Katyń

d’Andrzej Wajda (sortie en Pologne en 2007)


Si Katyń s’ajoute définitivement aux films cultes polonais, c’est parce qu’il conte l’un des drames les plus traumatisants de l’Histoire Polonaise. En 1940 périssent des milliers de militaires, des membres de l’élite polonaise, des universitaires, des artistes : tous sont arrêtés tels des Joseph K, sans aucune raison, et emmenés dans des convois vers Katyń, où ils sont tués à la manière stakhanoviste, l’un après l’autre, d’une balle dans la nuque, par les soviétiques.

Seulement, jusqu’en 1989, année où Gorbatchev se décide à dénoncer cette vérité, le massacre de Katyń était connu pour être un crime nazi.

Sans aucun doute, le cinéma polonais est hanté par son histoire ; Roman Polanski l’a montré avec son Pianiste ; Andrzej Wajda, tout au long de sa filmographie. Ce besoin qu’à Wajda de transmettre à travers ses films une identité nationale polonaise, s’affirme à la mort de son père, mort dans les fosses de Katyń. La mère de Wajda n’a cessé de l’attendre. C’est dans cette mesure que l’on peut dire que Katyń est son projet le plus personnel, dédicacé dès le début « A ses parents ».

La mise en scène de Wajda pose les militaires comme des martyrs. A l’image de la femme qui, croyant trouver le corps de son mari mort, découvre la statue du Christ, sa couronne d’épine sur la tête, Wajda montre le courage des militaires et leur patriotisme incontestable d’une façon presque religieuse. Les dernières images du film mettent en scène la mise à mort de ces militaires, chacun récitant un « Notre Père » avant de mourir. On voit encore une main, tenant un rosaire... Commence alors la musique du Requiem de Krzysztof Penderecki (compositeur dont Kubrick et Friedkin ont utilisé la musique, respectivement dans Shining et L'exorciste), avant de laisser place à un silence religieux.

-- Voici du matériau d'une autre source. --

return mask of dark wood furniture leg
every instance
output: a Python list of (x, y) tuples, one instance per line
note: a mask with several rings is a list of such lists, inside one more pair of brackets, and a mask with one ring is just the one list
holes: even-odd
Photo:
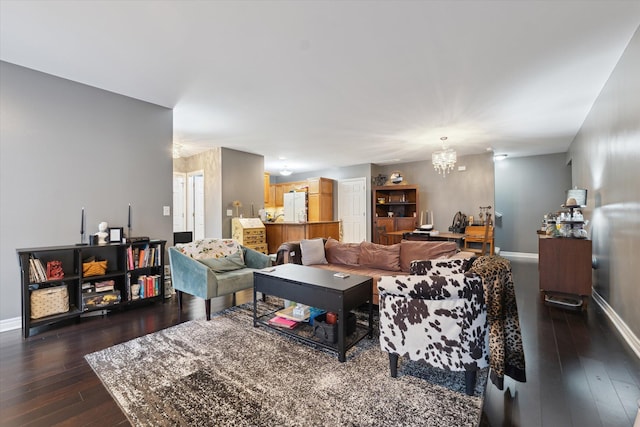
[(178, 297), (178, 309), (182, 311), (182, 291), (176, 291), (176, 296)]
[(211, 300), (204, 300), (204, 311), (207, 313), (207, 320), (211, 320)]
[(396, 378), (398, 376), (398, 355), (395, 353), (389, 353), (389, 369), (391, 369), (391, 377)]
[(469, 396), (473, 396), (473, 391), (476, 388), (477, 374), (478, 371), (476, 371), (475, 369), (473, 371), (464, 372), (465, 391)]

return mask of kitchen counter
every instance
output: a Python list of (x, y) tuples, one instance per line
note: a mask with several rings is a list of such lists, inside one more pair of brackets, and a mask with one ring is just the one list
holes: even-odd
[(265, 222), (264, 225), (270, 254), (276, 253), (284, 242), (317, 237), (340, 240), (340, 221)]

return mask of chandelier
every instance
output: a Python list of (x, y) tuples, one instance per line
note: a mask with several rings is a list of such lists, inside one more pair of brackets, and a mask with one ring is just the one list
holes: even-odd
[(452, 148), (445, 148), (444, 142), (446, 140), (446, 136), (440, 138), (440, 141), (442, 141), (442, 150), (436, 151), (431, 155), (433, 168), (438, 171), (438, 174), (442, 174), (443, 178), (447, 175), (447, 172), (453, 170), (453, 166), (457, 160), (456, 152)]

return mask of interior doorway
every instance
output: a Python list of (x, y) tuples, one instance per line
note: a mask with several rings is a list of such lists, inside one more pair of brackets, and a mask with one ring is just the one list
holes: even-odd
[(187, 231), (193, 239), (204, 239), (204, 171), (187, 174)]
[(360, 243), (367, 239), (367, 179), (338, 181), (338, 218), (342, 221), (342, 241)]
[(187, 230), (187, 174), (173, 173), (173, 231)]

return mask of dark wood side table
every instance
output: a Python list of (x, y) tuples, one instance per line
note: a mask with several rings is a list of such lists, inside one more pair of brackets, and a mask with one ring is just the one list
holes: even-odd
[(585, 309), (591, 296), (591, 240), (540, 236), (540, 297), (547, 292), (580, 296)]

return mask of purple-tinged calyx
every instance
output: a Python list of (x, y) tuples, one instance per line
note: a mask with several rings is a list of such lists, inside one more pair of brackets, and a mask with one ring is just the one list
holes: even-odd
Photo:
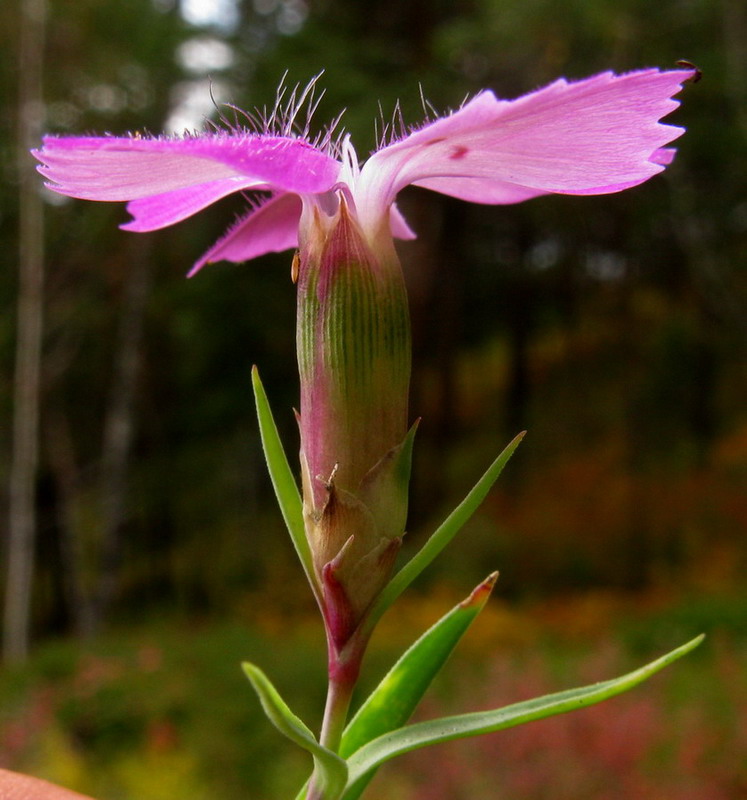
[(407, 516), (410, 325), (391, 239), (372, 246), (340, 193), (304, 211), (297, 347), (306, 533), (341, 647), (388, 580)]

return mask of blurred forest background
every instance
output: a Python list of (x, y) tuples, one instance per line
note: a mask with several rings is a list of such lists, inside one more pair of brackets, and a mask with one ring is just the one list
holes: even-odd
[(257, 364), (292, 455), (291, 254), (187, 281), (243, 200), (174, 229), (122, 232), (121, 204), (60, 198), (36, 176), (24, 192), (19, 129), (200, 128), (234, 118), (224, 103), (272, 106), (286, 72), (293, 85), (324, 70), (315, 124), (346, 108), (364, 155), (376, 119), (399, 108), (405, 124), (422, 120), (421, 87), (445, 110), (483, 87), (513, 97), (559, 75), (684, 58), (704, 77), (667, 121), (687, 133), (674, 165), (641, 187), (508, 207), (401, 197), (419, 234), (401, 255), (411, 408), (423, 417), (405, 555), (513, 435), (529, 434), (397, 623), (384, 620), (365, 680), (493, 569), (497, 597), (424, 715), (611, 677), (701, 630), (710, 638), (630, 697), (413, 754), (370, 791), (744, 797), (743, 0), (47, 0), (44, 19), (43, 9), (0, 5), (3, 520), (23, 203), (36, 257), (45, 251), (32, 647), (0, 673), (0, 765), (103, 800), (287, 797), (308, 764), (264, 721), (239, 661), (267, 669), (312, 727), (324, 688), (321, 626), (275, 508), (250, 387)]

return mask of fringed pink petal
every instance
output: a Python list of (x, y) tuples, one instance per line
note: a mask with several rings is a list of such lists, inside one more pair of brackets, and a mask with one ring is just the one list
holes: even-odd
[(203, 183), (199, 186), (174, 189), (173, 192), (164, 194), (141, 197), (139, 200), (131, 200), (127, 204), (127, 210), (132, 214), (133, 219), (119, 227), (138, 233), (154, 231), (181, 222), (233, 192), (244, 189), (267, 190), (268, 188), (267, 184), (258, 184), (251, 178), (236, 176)]
[(359, 212), (369, 224), (414, 183), (471, 202), (512, 203), (538, 194), (599, 194), (650, 178), (671, 161), (682, 128), (659, 120), (691, 70), (606, 72), (555, 81), (516, 100), (481, 92), (369, 159)]
[(397, 208), (396, 203), (392, 203), (392, 207), (389, 209), (389, 229), (395, 239), (410, 240), (418, 238), (417, 233), (402, 216), (402, 212)]
[(300, 218), (300, 197), (281, 194), (270, 198), (242, 217), (219, 239), (192, 267), (188, 277), (215, 261), (248, 261), (265, 253), (297, 247)]
[(60, 194), (137, 200), (227, 178), (277, 190), (327, 191), (340, 165), (302, 139), (214, 133), (188, 138), (47, 136), (33, 155)]
[(508, 205), (521, 203), (532, 197), (548, 194), (542, 189), (527, 189), (526, 186), (517, 186), (489, 178), (460, 178), (459, 194), (454, 195), (454, 178), (426, 178), (415, 181), (415, 186), (430, 189), (441, 194), (448, 194), (466, 200), (469, 203), (487, 203), (489, 205)]

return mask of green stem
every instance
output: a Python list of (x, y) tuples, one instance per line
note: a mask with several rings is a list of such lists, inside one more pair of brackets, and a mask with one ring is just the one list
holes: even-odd
[(330, 679), (327, 690), (327, 706), (324, 710), (324, 721), (319, 743), (336, 753), (340, 747), (342, 732), (348, 718), (350, 700), (353, 696), (352, 681), (336, 681)]
[[(340, 649), (338, 649), (331, 635), (327, 640), (329, 683), (327, 684), (327, 703), (324, 708), (319, 744), (333, 753), (337, 753), (340, 750), (342, 734), (348, 720), (350, 701), (353, 698), (353, 690), (358, 682), (361, 662), (368, 639), (368, 636), (362, 635), (361, 631), (357, 631)], [(306, 800), (326, 800), (323, 790), (314, 775), (311, 777)]]
[[(327, 688), (327, 705), (324, 709), (324, 721), (319, 737), (319, 743), (336, 753), (340, 747), (342, 732), (345, 730), (345, 723), (348, 718), (350, 700), (353, 696), (355, 679), (349, 680), (344, 677), (336, 680), (330, 675), (329, 686)], [(325, 800), (322, 789), (315, 776), (312, 776), (309, 793), (306, 800)]]

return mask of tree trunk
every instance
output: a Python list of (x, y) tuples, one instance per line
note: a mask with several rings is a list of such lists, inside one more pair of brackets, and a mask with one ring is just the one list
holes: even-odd
[(36, 529), (39, 399), (44, 292), (44, 208), (30, 147), (42, 130), (44, 0), (23, 0), (19, 36), (19, 299), (14, 378), (13, 455), (3, 656), (26, 659)]

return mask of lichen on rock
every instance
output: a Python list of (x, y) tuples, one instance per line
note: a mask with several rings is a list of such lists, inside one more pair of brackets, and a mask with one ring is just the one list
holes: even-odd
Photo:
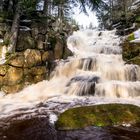
[(72, 108), (60, 114), (58, 130), (73, 130), (88, 126), (114, 126), (140, 123), (140, 108), (129, 104), (103, 104)]

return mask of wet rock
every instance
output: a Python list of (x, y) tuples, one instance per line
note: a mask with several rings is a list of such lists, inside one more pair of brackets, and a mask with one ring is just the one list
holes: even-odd
[(3, 85), (3, 76), (0, 76), (0, 86)]
[(16, 55), (12, 56), (8, 62), (9, 65), (14, 67), (22, 68), (24, 66), (24, 56), (22, 53), (16, 53)]
[(46, 79), (46, 74), (36, 75), (34, 77), (34, 83), (38, 83)]
[(4, 83), (6, 85), (14, 85), (20, 83), (22, 80), (23, 69), (10, 66), (4, 77)]
[(121, 126), (137, 123), (140, 123), (139, 107), (126, 104), (105, 104), (69, 109), (59, 116), (56, 128), (73, 130), (87, 126)]
[(31, 68), (33, 66), (40, 65), (42, 63), (41, 53), (39, 50), (27, 49), (24, 52), (25, 65), (24, 67)]
[(63, 59), (67, 59), (69, 56), (72, 56), (73, 53), (71, 52), (71, 50), (69, 50), (67, 48), (67, 46), (65, 46), (65, 51), (64, 51), (64, 54), (63, 54)]
[(57, 140), (47, 111), (19, 109), (0, 118), (0, 140)]
[(127, 63), (140, 65), (140, 43), (130, 43), (126, 40), (123, 43), (122, 55)]
[(24, 82), (25, 85), (40, 82), (46, 79), (48, 70), (45, 66), (36, 66), (24, 69)]
[(37, 66), (37, 67), (31, 68), (30, 72), (33, 75), (42, 75), (42, 74), (45, 74), (47, 72), (47, 69), (45, 66)]
[(16, 93), (20, 90), (23, 89), (23, 84), (16, 84), (16, 85), (5, 85), (2, 86), (1, 90), (6, 93), (6, 94), (10, 94), (10, 93)]
[(42, 54), (42, 61), (46, 62), (46, 61), (53, 61), (54, 60), (54, 54), (53, 51), (45, 51)]
[(62, 59), (63, 53), (64, 53), (64, 43), (62, 40), (57, 39), (57, 42), (54, 48), (55, 59)]
[(1, 76), (5, 76), (8, 70), (8, 66), (7, 65), (0, 65), (0, 75)]
[(130, 59), (129, 61), (127, 61), (127, 63), (140, 65), (140, 56), (136, 56), (136, 57)]
[(24, 76), (24, 83), (25, 83), (25, 85), (31, 85), (31, 84), (33, 84), (34, 83), (34, 76), (33, 75), (31, 75), (31, 74), (26, 74), (25, 76)]

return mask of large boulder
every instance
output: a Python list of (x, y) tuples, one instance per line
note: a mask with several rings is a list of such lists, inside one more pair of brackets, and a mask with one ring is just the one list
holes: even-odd
[(24, 66), (24, 62), (25, 59), (23, 53), (15, 53), (9, 58), (9, 61), (7, 63), (13, 67), (22, 68)]
[(58, 130), (81, 129), (88, 126), (135, 125), (140, 123), (140, 108), (128, 104), (104, 104), (72, 108), (59, 116)]
[(3, 76), (0, 76), (0, 86), (3, 85)]
[(37, 83), (46, 79), (47, 68), (45, 66), (36, 66), (32, 68), (24, 68), (25, 85)]
[(41, 53), (39, 50), (27, 49), (24, 52), (25, 64), (24, 67), (31, 68), (33, 66), (41, 65)]
[(140, 43), (126, 40), (123, 43), (122, 56), (126, 63), (140, 65)]
[(9, 67), (6, 75), (4, 76), (5, 85), (15, 85), (23, 80), (23, 69)]
[(8, 66), (7, 65), (0, 65), (0, 75), (1, 76), (5, 76), (8, 70)]
[(54, 60), (54, 54), (53, 51), (45, 51), (42, 53), (42, 61), (53, 61)]
[(16, 84), (16, 85), (4, 85), (2, 86), (1, 90), (6, 94), (10, 94), (22, 90), (23, 87), (24, 87), (23, 83)]
[(54, 48), (55, 59), (62, 59), (63, 53), (64, 53), (64, 42), (62, 39), (57, 38), (55, 48)]

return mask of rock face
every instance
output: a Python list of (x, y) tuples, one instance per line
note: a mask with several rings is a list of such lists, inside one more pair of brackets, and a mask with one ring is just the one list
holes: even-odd
[(75, 130), (88, 126), (121, 126), (140, 123), (140, 108), (134, 105), (105, 104), (69, 109), (59, 116), (58, 130)]
[[(56, 27), (47, 28), (46, 19), (42, 17), (30, 23), (21, 20), (20, 24), (16, 52), (6, 54), (6, 63), (0, 65), (0, 89), (6, 93), (15, 93), (27, 85), (45, 80), (54, 68), (55, 59), (72, 55), (66, 46), (70, 31), (65, 31), (65, 28), (62, 33), (55, 30)], [(2, 47), (9, 43), (6, 39), (9, 29), (9, 25), (0, 23), (0, 39), (4, 39), (0, 44), (0, 59)]]
[(140, 65), (140, 43), (131, 43), (129, 40), (123, 43), (123, 59), (126, 63)]

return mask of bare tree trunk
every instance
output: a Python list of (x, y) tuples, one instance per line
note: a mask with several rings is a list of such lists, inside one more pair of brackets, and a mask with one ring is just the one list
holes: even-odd
[(17, 3), (14, 19), (11, 27), (11, 33), (9, 38), (9, 45), (8, 45), (8, 51), (9, 52), (15, 52), (16, 50), (16, 44), (18, 39), (18, 31), (19, 31), (19, 23), (20, 23), (20, 3)]
[(49, 0), (48, 2), (48, 15), (52, 15), (52, 0)]
[(0, 0), (0, 12), (3, 11), (3, 0)]
[(43, 14), (48, 16), (48, 0), (44, 0)]
[(59, 18), (59, 29), (60, 29), (60, 32), (62, 31), (62, 28), (63, 28), (63, 18), (64, 18), (64, 13), (63, 13), (63, 4), (60, 3), (58, 5), (58, 18)]

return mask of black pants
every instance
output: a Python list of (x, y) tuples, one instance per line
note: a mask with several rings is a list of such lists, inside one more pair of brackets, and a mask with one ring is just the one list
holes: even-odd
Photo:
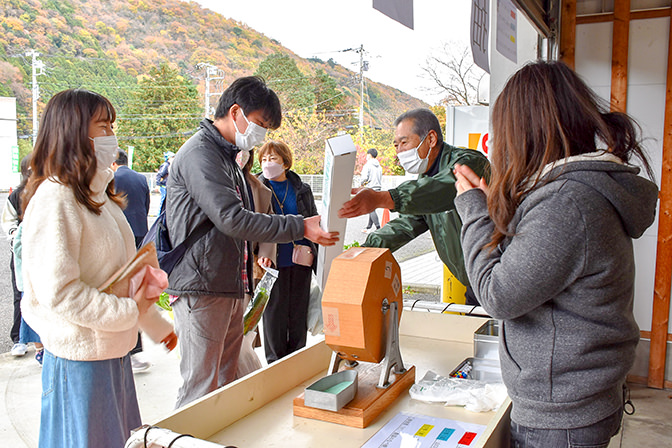
[(14, 254), (9, 260), (9, 274), (12, 276), (12, 290), (14, 291), (14, 318), (12, 329), (9, 330), (9, 337), (16, 344), (19, 342), (19, 331), (21, 330), (21, 291), (17, 289), (16, 277), (14, 277)]
[(464, 293), (464, 297), (465, 305), (480, 305), (480, 303), (478, 303), (478, 299), (476, 298), (476, 294), (474, 294), (474, 289), (471, 286), (467, 286), (467, 291)]
[(305, 347), (308, 332), (312, 270), (291, 266), (279, 271), (264, 311), (264, 350), (269, 364)]
[(140, 353), (142, 351), (142, 338), (140, 337), (140, 332), (138, 331), (138, 341), (135, 343), (135, 347), (131, 350), (131, 355)]
[[(144, 239), (144, 236), (135, 236), (135, 247), (137, 249), (140, 249), (140, 244), (142, 243), (142, 240)], [(142, 351), (142, 338), (140, 337), (140, 332), (138, 331), (138, 341), (135, 343), (135, 347), (133, 347), (133, 350), (131, 350), (131, 355), (135, 355), (136, 353), (140, 353)]]

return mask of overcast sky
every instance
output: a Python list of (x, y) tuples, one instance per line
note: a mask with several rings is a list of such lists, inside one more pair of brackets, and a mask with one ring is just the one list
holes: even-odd
[(333, 58), (359, 70), (359, 55), (342, 52), (364, 45), (365, 76), (434, 104), (420, 77), (427, 56), (442, 42), (469, 43), (470, 0), (415, 0), (415, 29), (372, 7), (372, 0), (196, 0), (223, 16), (245, 23), (297, 55)]

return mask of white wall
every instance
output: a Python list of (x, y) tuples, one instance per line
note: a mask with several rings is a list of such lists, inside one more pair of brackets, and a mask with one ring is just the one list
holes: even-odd
[(0, 97), (0, 189), (7, 190), (19, 183), (19, 174), (12, 170), (16, 139), (16, 98)]
[[(642, 127), (644, 147), (660, 185), (667, 79), (669, 18), (630, 22), (627, 112)], [(576, 71), (607, 102), (611, 91), (612, 24), (578, 25)], [(635, 318), (641, 330), (651, 330), (658, 220), (634, 242), (637, 274)], [(669, 329), (668, 329), (669, 331)], [(669, 352), (670, 350), (668, 350)], [(668, 363), (669, 364), (669, 363)], [(647, 376), (648, 341), (638, 349), (635, 375)], [(667, 369), (667, 377), (672, 369)]]
[(497, 1), (490, 2), (490, 105), (504, 84), (521, 66), (537, 60), (537, 31), (522, 12), (517, 15), (518, 58), (516, 63), (497, 52)]
[[(669, 19), (630, 24), (627, 112), (642, 127), (644, 146), (660, 183)], [(611, 91), (611, 23), (577, 26), (576, 71), (605, 101)], [(635, 241), (637, 280), (635, 317), (651, 330), (658, 220)]]

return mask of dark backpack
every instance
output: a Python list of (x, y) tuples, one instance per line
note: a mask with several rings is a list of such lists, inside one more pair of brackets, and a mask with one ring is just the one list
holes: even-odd
[(198, 241), (203, 235), (208, 233), (214, 224), (209, 219), (201, 223), (191, 235), (189, 235), (184, 241), (182, 241), (177, 246), (173, 247), (170, 244), (170, 238), (168, 237), (168, 225), (166, 224), (166, 201), (163, 201), (161, 204), (161, 210), (159, 210), (159, 216), (152, 224), (152, 227), (149, 228), (147, 234), (142, 239), (142, 244), (140, 247), (149, 243), (150, 241), (154, 242), (156, 246), (156, 257), (159, 259), (159, 266), (164, 270), (168, 275), (173, 271), (173, 268), (184, 256), (187, 249), (189, 249), (196, 241)]

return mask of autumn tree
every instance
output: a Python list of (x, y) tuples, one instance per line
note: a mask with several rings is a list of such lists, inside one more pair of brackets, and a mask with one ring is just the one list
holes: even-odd
[(155, 171), (164, 152), (176, 152), (196, 131), (201, 109), (190, 79), (168, 64), (152, 67), (118, 115), (120, 145), (135, 147), (133, 167)]
[(46, 70), (40, 79), (44, 102), (56, 93), (73, 88), (88, 89), (109, 99), (123, 109), (137, 81), (110, 59), (80, 57), (45, 58)]
[(338, 89), (336, 80), (324, 70), (317, 69), (312, 81), (315, 92), (316, 108), (319, 112), (329, 112), (338, 109), (343, 100), (343, 92)]
[(451, 106), (477, 104), (478, 84), (485, 72), (474, 63), (471, 52), (463, 44), (444, 43), (427, 58), (422, 70), (434, 84), (426, 90), (441, 95), (442, 103)]
[(283, 108), (282, 126), (269, 137), (289, 145), (297, 173), (321, 173), (325, 139), (345, 127), (343, 117), (333, 113), (344, 102), (336, 81), (322, 69), (307, 76), (294, 59), (279, 53), (262, 61), (255, 74), (264, 77)]
[(353, 132), (352, 141), (357, 147), (357, 161), (355, 174), (360, 174), (366, 163), (366, 152), (375, 148), (378, 151), (378, 163), (384, 175), (404, 175), (404, 169), (399, 165), (397, 150), (394, 148), (394, 129), (364, 126), (362, 132)]
[(435, 105), (435, 106), (430, 106), (429, 110), (431, 110), (434, 115), (436, 115), (436, 118), (439, 120), (439, 124), (441, 125), (441, 129), (443, 130), (443, 137), (446, 137), (446, 108), (445, 106), (441, 105)]
[(324, 170), (324, 141), (334, 137), (338, 123), (323, 114), (295, 110), (282, 119), (282, 126), (269, 137), (285, 142), (294, 155), (292, 170), (299, 174), (320, 174)]
[(303, 74), (294, 59), (286, 54), (274, 53), (259, 63), (254, 73), (266, 80), (278, 94), (283, 111), (312, 109), (315, 93), (310, 78)]

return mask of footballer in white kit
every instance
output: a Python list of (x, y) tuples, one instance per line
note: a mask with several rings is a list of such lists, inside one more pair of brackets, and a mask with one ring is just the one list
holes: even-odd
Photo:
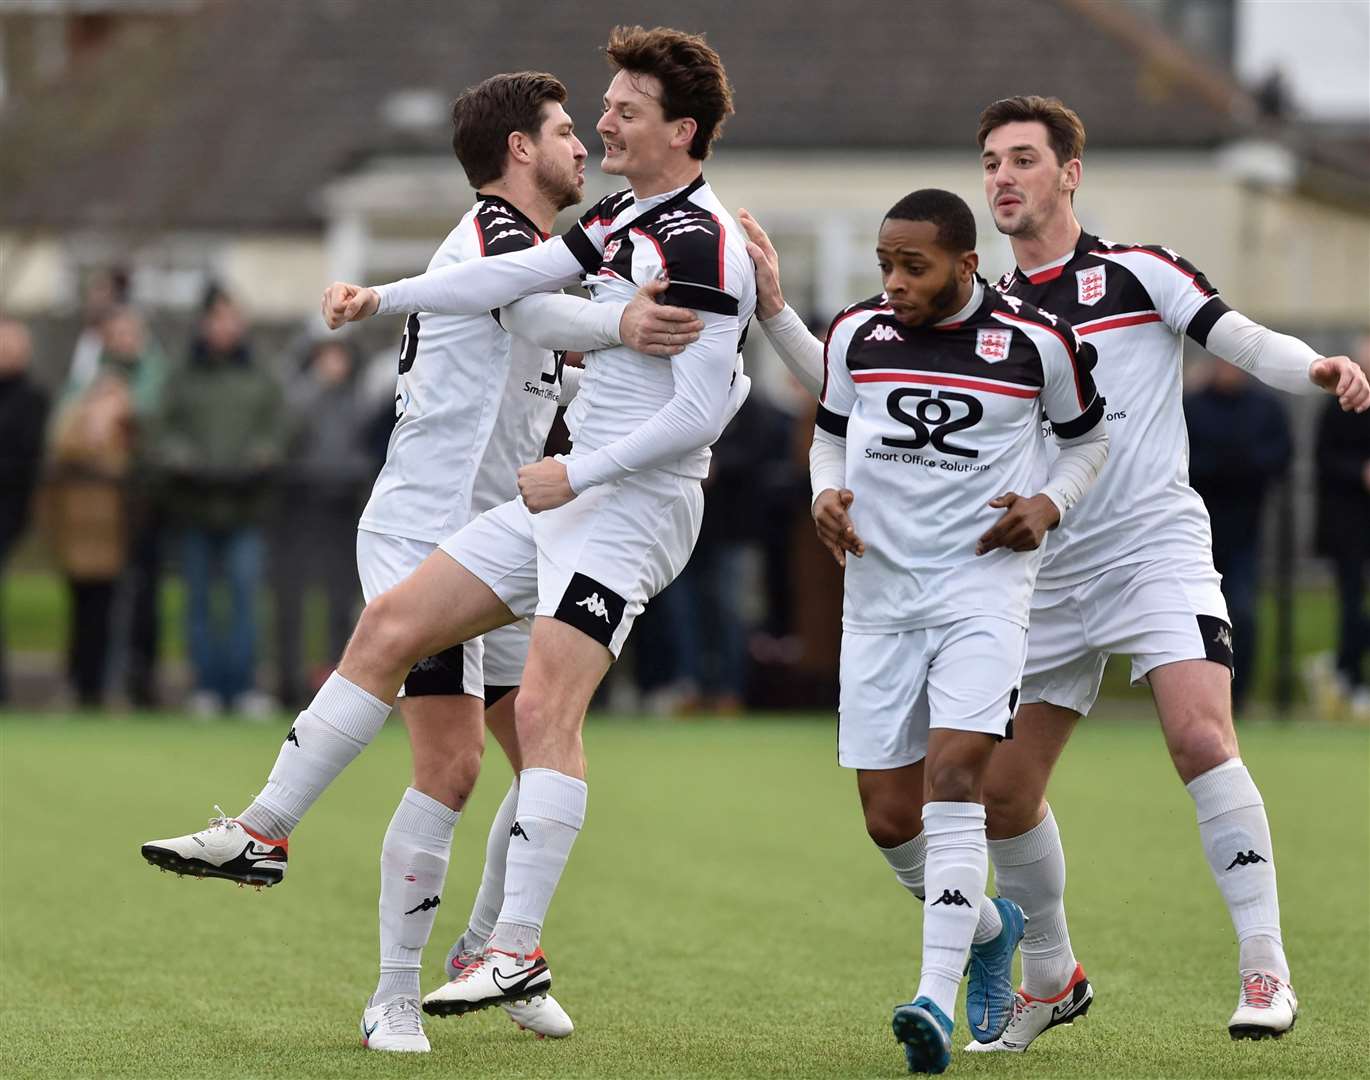
[(1017, 262), (1000, 288), (1069, 319), (1093, 344), (1113, 447), (1099, 483), (1047, 546), (1015, 739), (986, 774), (995, 879), (1023, 907), (1028, 932), (1013, 1019), (980, 1049), (1022, 1051), (1093, 999), (1066, 929), (1065, 859), (1045, 793), (1114, 653), (1129, 656), (1133, 681), (1151, 689), (1232, 919), (1240, 989), (1228, 1031), (1233, 1039), (1279, 1037), (1294, 1026), (1298, 999), (1265, 806), (1232, 724), (1234, 645), (1240, 662), (1251, 643), (1232, 640), (1208, 513), (1188, 482), (1184, 339), (1269, 385), (1335, 393), (1344, 409), (1370, 406), (1370, 387), (1347, 357), (1320, 357), (1230, 309), (1172, 248), (1114, 243), (1081, 228), (1072, 199), (1085, 131), (1061, 101), (997, 101), (981, 115), (978, 141), (986, 199)]
[(950, 192), (890, 210), (885, 292), (832, 324), (811, 451), (819, 534), (845, 567), (838, 760), (882, 855), (928, 899), (918, 992), (893, 1019), (913, 1072), (950, 1063), (968, 958), (975, 1038), (1010, 1017), (1023, 919), (984, 895), (979, 776), (1017, 705), (1043, 535), (1107, 456), (1093, 350), (988, 288), (974, 245)]

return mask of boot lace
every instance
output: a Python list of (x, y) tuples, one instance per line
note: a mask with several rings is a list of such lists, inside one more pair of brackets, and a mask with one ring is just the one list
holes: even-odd
[(1275, 1003), (1280, 982), (1263, 971), (1252, 972), (1242, 979), (1242, 1005), (1253, 1009), (1268, 1009)]

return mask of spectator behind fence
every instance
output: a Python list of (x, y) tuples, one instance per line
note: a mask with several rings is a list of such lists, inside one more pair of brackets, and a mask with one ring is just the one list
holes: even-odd
[[(1370, 334), (1356, 360), (1370, 373)], [(1365, 578), (1370, 571), (1370, 413), (1342, 412), (1329, 401), (1318, 424), (1317, 551), (1332, 561), (1337, 583), (1336, 697), (1357, 720), (1370, 720), (1365, 657), (1370, 615)]]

Wajda filme cette tragédie en épousant à la fois le point de vue des militaires et celui des femmes, qu’elles soient mères, épouses, filles, sœurs. Les plans de foule des hommes condamnés alternent avec les plans des femmes restées seules. Tous attendent. Derrière chacune des épouses se retrouve le même tableau de militaire en arrière-plan ; rime visuelle qui figure l'absence et le manque. Les personnages de Wajda semblent toujours prisonniers d’une sorte de fatalité, et la structure en boucle du film emprisonne définitivement le passé dans le présent : comment continuer à vivre après ce drame ? Le sergent rescapé finit par se suicider, de la même manière qu'un autre sergent, seul rescapé de Kanal (1957) s'engouffrait de nouveau sous terre, se condamnant ainsi à la mort. Dans Katyń, seul l’écriture, ou le dessin, offre un réconfort pour cet étudiant qui souhaite intégrer l’école des Beaux Arts (comme Wajda). Mais plus que tout, l’art permet de laisser une trace de son passage : le carnet du général, remis plus tard à sa femme, fait le lien entre le présent et le passé – de la même manière que le cinéma de Wajda fait le lien entre les générations passées, présentes, et même futures.